Masked Skill Token Training for Hierarchical Off-Dynamics Transfer¶

Conference: ICLR 2026
OpenReview: https://openreview.net/forum?id=K4ngUOra9m
Code: To be confirmed
Area: Reinforcement Learning / Offline Hierarchical RL / Cross-Dynamics Transfer
Keywords: off-dynamics transfer, offline hierarchical RL, skill tokens, masked Bellman, diffusion policy

TL;DR¶

MSTT abstracts the condition where "structural changes in the environment render certain skills unexecutable" into a binary skill mask. It utilizes VQ-VAE to segment trajectories into discrete skill tokens, trains a "feasibility-aware" critic by simulating dynamics drift with random masks, and employs a diffusion trajectory generator for feasibility filtering. This allows for zero-shot transfer to new environments with structural changes using only a single observation-only demonstration (without action labels) from the target environment.

Background & Motivation¶

Background: Reinforcement learning policies often fail when the deployment environment differs from the training environment, a problem known as off-dynamics (dynamics mismatch). Existing methods like DARC and VGDF typically learn a discriminator or ensemble model to correct rewards or filter transferable transitions; DARA estimates the alignment between source and target domain transitions using a classifier under a purely offline setting to rewrite source rewards.
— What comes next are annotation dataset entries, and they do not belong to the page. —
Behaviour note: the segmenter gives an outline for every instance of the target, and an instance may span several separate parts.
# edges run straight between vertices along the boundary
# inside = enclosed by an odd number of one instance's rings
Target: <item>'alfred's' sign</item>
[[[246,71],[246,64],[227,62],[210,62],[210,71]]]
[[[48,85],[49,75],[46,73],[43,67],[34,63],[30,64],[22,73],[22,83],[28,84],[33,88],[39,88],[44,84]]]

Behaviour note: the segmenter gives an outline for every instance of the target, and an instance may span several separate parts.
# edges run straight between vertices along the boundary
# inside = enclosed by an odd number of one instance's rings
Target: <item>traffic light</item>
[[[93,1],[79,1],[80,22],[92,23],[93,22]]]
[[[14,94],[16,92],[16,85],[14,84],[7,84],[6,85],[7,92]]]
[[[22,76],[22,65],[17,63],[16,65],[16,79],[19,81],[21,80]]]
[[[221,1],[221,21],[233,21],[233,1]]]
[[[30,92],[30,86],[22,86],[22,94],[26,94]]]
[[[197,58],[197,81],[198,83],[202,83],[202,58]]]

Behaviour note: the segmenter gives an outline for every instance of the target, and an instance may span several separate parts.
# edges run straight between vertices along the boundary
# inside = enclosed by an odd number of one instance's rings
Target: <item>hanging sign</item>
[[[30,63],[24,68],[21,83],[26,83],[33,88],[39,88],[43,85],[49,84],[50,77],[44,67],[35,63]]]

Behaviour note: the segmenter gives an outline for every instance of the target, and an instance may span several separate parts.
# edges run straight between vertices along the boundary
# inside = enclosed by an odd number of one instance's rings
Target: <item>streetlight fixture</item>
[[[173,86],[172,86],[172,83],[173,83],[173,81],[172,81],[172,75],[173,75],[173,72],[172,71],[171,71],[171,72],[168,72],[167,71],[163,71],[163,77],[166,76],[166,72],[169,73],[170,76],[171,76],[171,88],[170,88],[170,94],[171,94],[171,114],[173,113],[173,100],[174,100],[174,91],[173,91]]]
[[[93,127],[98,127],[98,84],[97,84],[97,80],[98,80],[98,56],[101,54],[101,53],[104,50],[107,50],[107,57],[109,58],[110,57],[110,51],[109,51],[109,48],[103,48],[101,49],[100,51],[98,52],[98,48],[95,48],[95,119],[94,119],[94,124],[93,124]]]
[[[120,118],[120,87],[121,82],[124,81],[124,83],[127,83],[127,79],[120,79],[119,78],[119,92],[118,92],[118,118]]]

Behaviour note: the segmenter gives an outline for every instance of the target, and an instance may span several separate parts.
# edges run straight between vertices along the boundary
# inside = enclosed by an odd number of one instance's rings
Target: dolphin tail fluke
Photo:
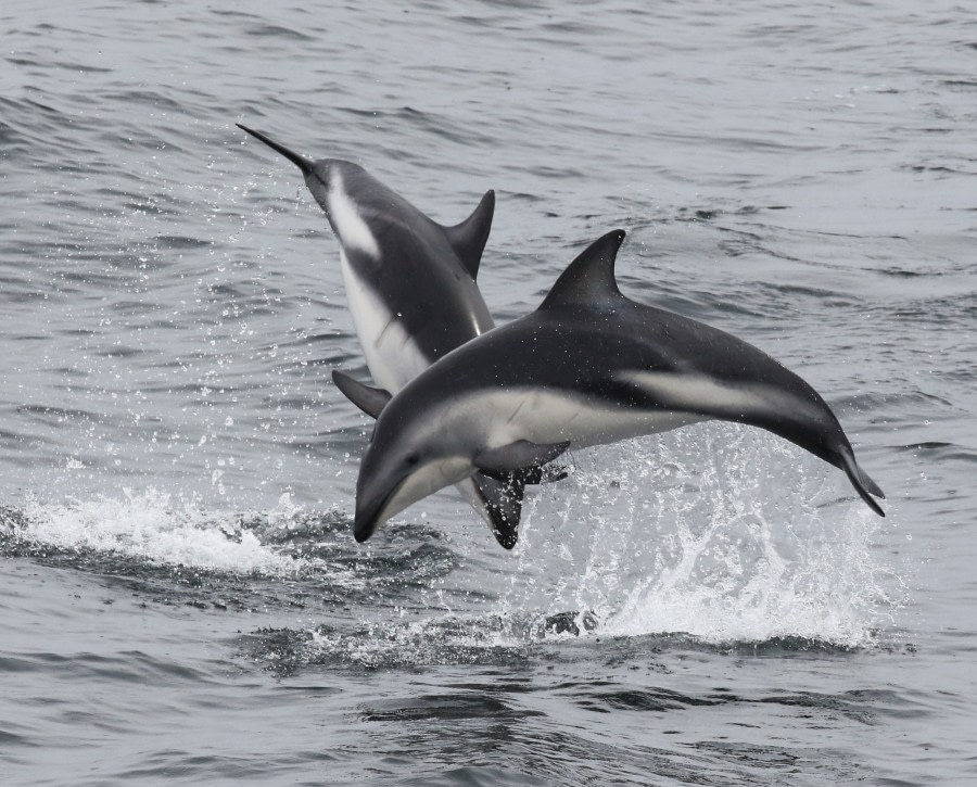
[[[851,485],[855,487],[855,492],[859,493],[859,496],[865,500],[868,507],[875,511],[879,517],[885,517],[886,512],[881,509],[881,506],[872,497],[875,495],[876,497],[880,497],[883,499],[886,498],[883,491],[879,488],[878,484],[875,483],[871,478],[868,478],[868,473],[866,473],[862,468],[859,467],[858,461],[855,461],[854,454],[849,448],[848,450],[841,452],[841,469],[845,470],[845,474],[848,475],[848,480],[851,481]]]
[[[519,520],[522,517],[522,496],[525,484],[515,474],[498,479],[484,473],[471,477],[488,513],[492,535],[505,549],[511,549],[519,540]]]
[[[482,252],[488,242],[488,232],[492,230],[492,217],[495,214],[495,192],[486,191],[478,207],[471,216],[454,227],[445,227],[444,233],[448,243],[461,261],[461,265],[472,279],[479,276],[479,264],[482,262]]]

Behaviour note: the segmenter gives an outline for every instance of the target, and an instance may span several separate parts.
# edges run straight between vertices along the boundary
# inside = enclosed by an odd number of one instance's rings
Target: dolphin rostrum
[[[624,232],[584,251],[530,315],[441,358],[381,406],[356,482],[363,542],[413,503],[474,472],[528,472],[570,448],[719,419],[760,427],[846,472],[872,509],[824,399],[724,331],[625,297]],[[383,406],[385,404],[385,406]]]
[[[493,327],[475,284],[492,227],[495,192],[466,220],[443,227],[351,162],[312,161],[267,135],[238,127],[302,170],[305,185],[340,242],[343,283],[353,325],[373,380],[397,392],[418,372]],[[337,383],[364,411],[367,386],[340,373]],[[459,491],[503,546],[516,543],[522,477],[478,474]]]

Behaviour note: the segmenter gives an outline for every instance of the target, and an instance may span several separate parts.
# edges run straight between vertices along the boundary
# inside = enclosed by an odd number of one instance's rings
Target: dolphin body
[[[493,328],[475,278],[494,191],[461,224],[443,227],[357,164],[312,161],[237,125],[295,164],[325,211],[340,242],[353,325],[370,375],[383,389],[399,391],[434,360]],[[357,384],[342,375],[337,383],[341,390]],[[507,548],[516,543],[524,478],[458,480],[461,494]]]
[[[356,483],[364,542],[413,503],[474,472],[540,468],[569,448],[719,419],[760,427],[846,472],[885,516],[824,399],[751,344],[625,297],[614,279],[624,232],[563,271],[537,310],[441,358],[379,418]]]

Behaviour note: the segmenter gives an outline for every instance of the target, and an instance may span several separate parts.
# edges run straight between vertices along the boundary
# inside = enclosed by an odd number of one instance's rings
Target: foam
[[[526,507],[506,608],[593,610],[596,635],[710,645],[868,646],[892,623],[898,587],[872,548],[892,523],[786,441],[710,423],[576,460]]]
[[[268,518],[274,521],[295,510],[283,495]],[[205,515],[194,504],[174,502],[154,488],[66,504],[31,500],[24,515],[17,536],[58,549],[92,549],[239,573],[293,574],[305,564],[262,544],[255,533],[240,529],[232,515]]]

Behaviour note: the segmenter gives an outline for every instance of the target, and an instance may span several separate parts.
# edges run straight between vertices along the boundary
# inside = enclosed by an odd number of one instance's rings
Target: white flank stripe
[[[369,254],[373,259],[380,258],[380,246],[370,232],[367,223],[356,207],[356,203],[343,189],[343,176],[339,170],[332,174],[329,183],[329,217],[335,227],[340,243],[347,249],[356,249]]]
Limitations of Prior Work: Almost all these methods require trajectories with action labels or the ability to interact with the target environment. However, in real-world scenarios like navigation or manipulation, deployment environment changes are often "structural"—such as a blocked corridor or a new obstacle—which do not require the agent to learn new skills, but rather make a subset of existing behaviors invalid. Retraining or collecting data with action labels for such minor failures is prohibitively expensive.

Key Challenge: There is a gap between the nature of dynamics drift (which paths are open vs. blocked) and the supervision signals available to the agent (demonstrations consisting only of video or coordinate sequences, without actions). Modeling this drift directly in the raw state-action space is both expensive and difficult to generalize.

Goal: Achieve adaptation to structural dynamics changes in a pure offline training setting (using only source environment data) with zero-shot deployment, given only a single observation-only demonstration in the target environment.

Key Insight: The authors observe that structural dynamics drift can be abstracted as "constraints over a set of temporally extended skills." A blocked path \(\approx\) a high-level skill becoming unexecutable. Thus, instead of explicitly modeling changes in low-level transitions, one only needs to mark which skills remain feasible at the skill level.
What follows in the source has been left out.